Eleven months from presentation, ultrasound of the left eye showed mild to moderate vitreous opacities and an attached retina. A left penetrating keratoplasty (PK) was performed and a dense pupillary membrane was excised. The vitreous fluid was turbid and cultures returned positive for Mycobacterium chelonae. Intravitreal injections of amikacin and garamycin were therefore administered one time. Two months later, BCVA remained 20/400 in the right eye and there was no light perception (NLP) in the left eye. Slit-lamp examination of the right eye showed a paracentral scar with lipid keratopathy and new macular edema consistent with conversion to wet macular degeneration. The left eye demonstrated corneal edema and total retinal detachment. One dose of bevacizumab was given intravitreally in the right eye, which improved vision to 20/200. The patient has remained stable over the next two years with a visual acuity of 20/200 in right eye and NLP in left eye. Slit-lamp examination revealed a paracentral scar with no signs of inflammation and peripheral anterior synechia in the right eye; the left eye has become phthisical (Figure 3) (Table 1).

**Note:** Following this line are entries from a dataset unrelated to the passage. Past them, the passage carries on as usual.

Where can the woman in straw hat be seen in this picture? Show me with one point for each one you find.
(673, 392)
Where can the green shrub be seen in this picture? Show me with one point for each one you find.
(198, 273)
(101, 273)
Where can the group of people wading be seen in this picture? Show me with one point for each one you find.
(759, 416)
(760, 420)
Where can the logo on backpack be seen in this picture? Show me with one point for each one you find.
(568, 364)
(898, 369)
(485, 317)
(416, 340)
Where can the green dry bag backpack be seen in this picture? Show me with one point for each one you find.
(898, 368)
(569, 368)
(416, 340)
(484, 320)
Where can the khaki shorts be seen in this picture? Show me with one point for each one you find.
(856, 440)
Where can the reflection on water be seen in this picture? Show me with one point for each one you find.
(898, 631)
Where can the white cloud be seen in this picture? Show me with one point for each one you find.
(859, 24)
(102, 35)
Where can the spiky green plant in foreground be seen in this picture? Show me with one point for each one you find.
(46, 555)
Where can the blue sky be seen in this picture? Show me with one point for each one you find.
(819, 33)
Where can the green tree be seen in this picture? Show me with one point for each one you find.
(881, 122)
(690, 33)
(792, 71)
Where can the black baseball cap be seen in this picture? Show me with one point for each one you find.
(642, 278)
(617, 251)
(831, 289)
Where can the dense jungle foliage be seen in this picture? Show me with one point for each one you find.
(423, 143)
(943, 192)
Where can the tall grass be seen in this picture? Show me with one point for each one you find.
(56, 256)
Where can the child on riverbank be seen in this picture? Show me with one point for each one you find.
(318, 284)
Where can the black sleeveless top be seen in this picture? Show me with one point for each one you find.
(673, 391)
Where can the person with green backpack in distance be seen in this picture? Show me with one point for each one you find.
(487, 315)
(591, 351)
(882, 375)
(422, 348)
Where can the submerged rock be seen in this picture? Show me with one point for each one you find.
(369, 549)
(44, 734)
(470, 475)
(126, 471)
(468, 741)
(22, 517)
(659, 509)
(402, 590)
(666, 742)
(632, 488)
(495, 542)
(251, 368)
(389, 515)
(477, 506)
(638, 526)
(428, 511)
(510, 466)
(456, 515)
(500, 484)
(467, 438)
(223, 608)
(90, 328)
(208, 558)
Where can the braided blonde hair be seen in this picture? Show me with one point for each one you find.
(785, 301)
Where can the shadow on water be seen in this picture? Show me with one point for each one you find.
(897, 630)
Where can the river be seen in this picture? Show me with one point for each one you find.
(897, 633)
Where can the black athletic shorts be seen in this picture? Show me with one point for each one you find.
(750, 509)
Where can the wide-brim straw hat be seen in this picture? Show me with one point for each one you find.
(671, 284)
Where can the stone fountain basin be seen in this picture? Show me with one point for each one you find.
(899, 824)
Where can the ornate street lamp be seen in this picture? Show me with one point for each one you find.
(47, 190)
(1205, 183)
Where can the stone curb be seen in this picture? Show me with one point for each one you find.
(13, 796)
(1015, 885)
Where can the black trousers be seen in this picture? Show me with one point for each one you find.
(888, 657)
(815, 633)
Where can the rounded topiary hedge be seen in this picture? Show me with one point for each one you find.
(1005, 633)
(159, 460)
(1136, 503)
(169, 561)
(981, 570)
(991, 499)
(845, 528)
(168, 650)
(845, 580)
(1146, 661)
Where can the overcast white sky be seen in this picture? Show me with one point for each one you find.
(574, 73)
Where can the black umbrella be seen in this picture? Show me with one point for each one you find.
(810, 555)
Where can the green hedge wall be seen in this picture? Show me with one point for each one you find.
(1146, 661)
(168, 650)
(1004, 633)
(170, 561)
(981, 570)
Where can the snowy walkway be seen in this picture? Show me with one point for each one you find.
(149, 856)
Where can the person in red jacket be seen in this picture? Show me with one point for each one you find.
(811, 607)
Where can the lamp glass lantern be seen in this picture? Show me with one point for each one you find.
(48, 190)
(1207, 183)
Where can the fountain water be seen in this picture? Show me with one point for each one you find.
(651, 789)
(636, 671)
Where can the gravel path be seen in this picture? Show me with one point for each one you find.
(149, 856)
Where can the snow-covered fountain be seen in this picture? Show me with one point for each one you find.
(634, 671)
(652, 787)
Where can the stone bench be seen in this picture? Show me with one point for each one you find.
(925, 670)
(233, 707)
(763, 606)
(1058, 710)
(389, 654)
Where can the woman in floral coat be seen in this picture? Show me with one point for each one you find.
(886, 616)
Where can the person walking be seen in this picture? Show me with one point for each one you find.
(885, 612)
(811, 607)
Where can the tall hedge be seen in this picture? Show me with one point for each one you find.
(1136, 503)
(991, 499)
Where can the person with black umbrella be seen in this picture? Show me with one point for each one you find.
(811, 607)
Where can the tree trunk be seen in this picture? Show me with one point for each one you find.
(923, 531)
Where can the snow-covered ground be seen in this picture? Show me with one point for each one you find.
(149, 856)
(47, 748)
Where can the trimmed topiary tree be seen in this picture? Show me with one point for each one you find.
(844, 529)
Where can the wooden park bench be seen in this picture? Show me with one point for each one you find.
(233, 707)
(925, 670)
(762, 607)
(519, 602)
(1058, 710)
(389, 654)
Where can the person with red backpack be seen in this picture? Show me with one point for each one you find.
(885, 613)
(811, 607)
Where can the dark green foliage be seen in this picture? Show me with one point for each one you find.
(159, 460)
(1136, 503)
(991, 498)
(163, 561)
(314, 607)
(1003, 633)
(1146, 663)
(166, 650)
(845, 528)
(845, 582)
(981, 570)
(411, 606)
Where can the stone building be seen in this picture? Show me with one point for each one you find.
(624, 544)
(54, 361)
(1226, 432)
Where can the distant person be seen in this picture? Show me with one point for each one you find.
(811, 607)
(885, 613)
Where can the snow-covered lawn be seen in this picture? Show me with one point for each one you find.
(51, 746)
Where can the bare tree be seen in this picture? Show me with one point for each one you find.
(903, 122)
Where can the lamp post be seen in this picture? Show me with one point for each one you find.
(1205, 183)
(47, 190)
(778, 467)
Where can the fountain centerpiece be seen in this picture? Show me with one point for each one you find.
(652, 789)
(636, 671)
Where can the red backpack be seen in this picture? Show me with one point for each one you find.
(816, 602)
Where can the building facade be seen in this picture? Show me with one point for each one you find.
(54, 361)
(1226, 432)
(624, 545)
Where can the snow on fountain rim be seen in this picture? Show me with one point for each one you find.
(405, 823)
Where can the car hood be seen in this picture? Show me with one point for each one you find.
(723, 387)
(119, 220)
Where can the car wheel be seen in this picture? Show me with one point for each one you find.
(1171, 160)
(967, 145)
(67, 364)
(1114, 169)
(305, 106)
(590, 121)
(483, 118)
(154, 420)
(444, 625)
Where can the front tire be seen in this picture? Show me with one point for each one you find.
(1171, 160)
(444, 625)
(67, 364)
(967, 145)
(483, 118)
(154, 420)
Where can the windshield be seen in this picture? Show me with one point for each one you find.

|mo: months; y: years; M: male; PHACO: phacoemulsification; PCIOL: posterior chamber intraocular lens implantation; PK: penetrating keratoplasty; TRD: total retinal detachment; NLP: no light perception; bold letters: bad outcome.|
We present an unusual case of bilateral Mycobacterium chelonae keratitis associated with phacoemulsification cataract surgery. Since 1989, there have been 10 patients reported in the literature who underwent cataract surgery and developed corneal wound infection by M. Chelonae [3–11]. Of the 10 cases, 3 of them were secondary to cataract surgery by phacoemulsification technique. Outcomes in all cases were infection-free at the last follow-up; 3 cases had penetrating keratoplasty (one case had 3 PKs). Visual outcomes of better than 20/200 were obtained in only two of the cases [3–11].
There have been reported cases with bilateral infectious keratitis after simultaneous bilateral laser in situ keratomileusis (LASIK) [14–17]. One case reported Mycobacterium chelonae infection with one eye resulting in a dense central corneal scar and the contralateral eye requiring PK.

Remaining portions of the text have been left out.